En eau Flux d’O2 Tempéré Polaris (NU), Cullaton Lake (NU) (MEND 2012)

Nappe phréatique

surélevée Flux d’O2 Tempéré Lupin (T.N.-O.) (MEND 2004a)

Faible conductivité hydraulique

Infiltration

d’eau Tous

Discovery (T.N.-O.), Port Radium (T.N.-O.), Venus (YN)

(MEND 2009) Évapo-transpirant Infiltration d’eau semiaride Aride / Giant (T.N.-O.) (MEND 2009)

Isolant Température Nordique Rankin Inlet (NU), Nanisivik (NU) (Kyhn and Elberling 2001; Meldrum et al. 2001)

Depuis, quelques méthodes de restauration additionnelles adaptées aux conditions froides de l’arctique ont été développées pour utiliser à profit les attributs des régions nordiques tels que (e.g. MEND 2012):

- des basses températures sont observées sur une période prolongée, ce qui favorise la pénétration du gel et un régime de pergélisol;

- les précipitations sont faibles et souvent sous forme de neige;

- une bonne partie de l’eau de précipitation est relâchée à la fonte de la neige sur une courte période;

- une haute évapotranspiration est observée durant l’été;

- le coefficient de ruissellement est élevé au printemps dû à la présence de pergélisol. Ces approches comprennent le recouvrement avec bris capillaire de diversion saisonnière (Barbour et al. 2011), la couverture isolante avec effets de barrière capillaire (CIEBC; Boulanger-Martel, 2015; Boulanger-Martel et al., 2015, 2016) et les recouvrements hybrides pour lesquelles la température et l’infiltration d’eau sont à la fois contrôlées (MEND 2012). Ces approches n’ont toutefois pas encore été testées à grande échelle, mais sont considérées comme ayant un bon potentiel d’application.
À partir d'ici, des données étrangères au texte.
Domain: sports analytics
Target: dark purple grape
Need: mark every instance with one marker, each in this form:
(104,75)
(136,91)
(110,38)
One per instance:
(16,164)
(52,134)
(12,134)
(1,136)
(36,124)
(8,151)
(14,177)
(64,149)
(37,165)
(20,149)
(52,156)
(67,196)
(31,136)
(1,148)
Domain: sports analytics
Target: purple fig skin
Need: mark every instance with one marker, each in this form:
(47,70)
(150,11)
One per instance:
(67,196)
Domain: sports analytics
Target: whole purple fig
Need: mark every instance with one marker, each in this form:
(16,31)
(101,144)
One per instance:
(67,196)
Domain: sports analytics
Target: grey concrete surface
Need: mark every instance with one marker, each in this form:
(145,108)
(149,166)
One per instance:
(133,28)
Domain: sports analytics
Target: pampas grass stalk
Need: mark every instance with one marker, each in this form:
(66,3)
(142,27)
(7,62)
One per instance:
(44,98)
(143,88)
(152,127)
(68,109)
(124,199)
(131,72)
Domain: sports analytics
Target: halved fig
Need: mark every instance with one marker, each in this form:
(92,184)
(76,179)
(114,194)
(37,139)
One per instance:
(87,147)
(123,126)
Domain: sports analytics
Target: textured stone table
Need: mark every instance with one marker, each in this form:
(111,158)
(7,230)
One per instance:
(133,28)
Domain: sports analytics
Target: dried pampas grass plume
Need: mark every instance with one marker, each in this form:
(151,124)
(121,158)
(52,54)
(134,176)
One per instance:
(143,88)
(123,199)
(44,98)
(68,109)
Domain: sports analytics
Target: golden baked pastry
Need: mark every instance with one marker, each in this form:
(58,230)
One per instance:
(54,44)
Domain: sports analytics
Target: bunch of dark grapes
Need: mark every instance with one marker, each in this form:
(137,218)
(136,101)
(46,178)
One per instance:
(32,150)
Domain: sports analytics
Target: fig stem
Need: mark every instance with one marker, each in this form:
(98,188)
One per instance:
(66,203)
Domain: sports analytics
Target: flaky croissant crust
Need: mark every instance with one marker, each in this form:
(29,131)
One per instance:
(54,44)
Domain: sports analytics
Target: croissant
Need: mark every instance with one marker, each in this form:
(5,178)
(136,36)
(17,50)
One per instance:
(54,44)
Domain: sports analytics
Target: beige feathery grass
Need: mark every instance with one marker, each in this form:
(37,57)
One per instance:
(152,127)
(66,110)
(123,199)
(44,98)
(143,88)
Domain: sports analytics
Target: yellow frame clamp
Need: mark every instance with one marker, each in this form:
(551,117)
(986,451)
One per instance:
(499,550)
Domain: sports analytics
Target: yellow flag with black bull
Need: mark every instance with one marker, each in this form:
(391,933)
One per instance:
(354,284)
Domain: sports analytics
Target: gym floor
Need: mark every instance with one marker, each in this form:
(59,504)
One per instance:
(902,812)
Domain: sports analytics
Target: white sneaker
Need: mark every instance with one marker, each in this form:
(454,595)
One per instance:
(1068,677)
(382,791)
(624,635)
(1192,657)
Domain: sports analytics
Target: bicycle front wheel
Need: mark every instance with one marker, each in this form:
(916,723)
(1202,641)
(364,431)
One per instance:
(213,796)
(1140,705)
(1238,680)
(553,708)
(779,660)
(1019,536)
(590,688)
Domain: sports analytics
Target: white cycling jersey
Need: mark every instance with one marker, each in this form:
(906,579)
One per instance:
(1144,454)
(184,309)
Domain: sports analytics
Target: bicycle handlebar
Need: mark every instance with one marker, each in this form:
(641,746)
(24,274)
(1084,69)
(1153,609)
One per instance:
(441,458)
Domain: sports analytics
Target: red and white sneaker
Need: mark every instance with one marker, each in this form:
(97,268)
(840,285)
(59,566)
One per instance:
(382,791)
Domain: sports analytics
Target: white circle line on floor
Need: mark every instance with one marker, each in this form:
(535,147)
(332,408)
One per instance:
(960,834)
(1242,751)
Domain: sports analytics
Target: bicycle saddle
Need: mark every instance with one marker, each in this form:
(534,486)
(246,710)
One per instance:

À la lumière de ces informations, il est clair que le recouvrement isolant est la seule approche de restauration appliquée à grande échelle qui a été développée spécifiquement pour des conditions nordiques. La revue des approches potentielles indique que la CIEBC pourrait s’avérer prometteuse puisqu’elle permettrait de contrôler à la fois la température des résidus miniers et les flux d’oxygène traversant le recouvrement. Le concept de CIEBC représente l’application d’un système de couverture avec effets de barrière capillaire (CEBC) en milieu nordique (Boulanger-Martel 2015; Boulanger-Martel et al. 2016). En climat tempéré, les CEBC se sont avérés efficaces à limiter les flux d’oxygène et contrôler la génération de DMA provenant de résidus miniers réactifs (e.g. Aubertin et al. 1999, 2002b; Dagenais et al. 2002, 2005; Bussière et al. 2003b, 2004, 2006, 2007; Dagenais et al. 2005).